IMAGES, (IN)VISIBILITIES, AND WORK ON APPEARANCES

Author Danishwara NATHANIEL
Director of thesis Prof. Patricia Spyer
Co-director of thesis Prof. Sheila Seshia Galvin
Summary of thesis

My project is centered on the work of cultural practitioners and activists who are positioned marginally in the Indonesian nation-state today, linked to colonial and postcolonial histories. Situated in Ternate, North Maluku region in Eastern Indonesia, they are renegotiating this marginal status through the multivariate ways they reimagine, emphasize, and remake the region's historical relevance. I especially paid close attention to how they activate memory and history; in reconstructing heritage and identity tied to the region.
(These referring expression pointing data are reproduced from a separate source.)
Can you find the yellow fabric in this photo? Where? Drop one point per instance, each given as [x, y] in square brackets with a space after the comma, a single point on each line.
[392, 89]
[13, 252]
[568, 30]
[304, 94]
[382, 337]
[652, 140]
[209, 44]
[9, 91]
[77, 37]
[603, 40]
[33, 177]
In the context of a decentralized, post-authoritarian public sphere in Indonesia, Ternate's cultural activists, including heritage practitioners, archivists, youth and student groups, journalists, urbanists, and artists take prominent roles in addressing or redressing marginalized histories, intervene in official narratives, and make visible what was previously excluded or repressed. When I first set out to design the research, entering into my fieldwork period, I had this question framed in mind:

 

In the age of digital technologies and, specifically in places undergoing democratic transformation, what are the ways in which image-making and place-making practices lead to socio-political transformation?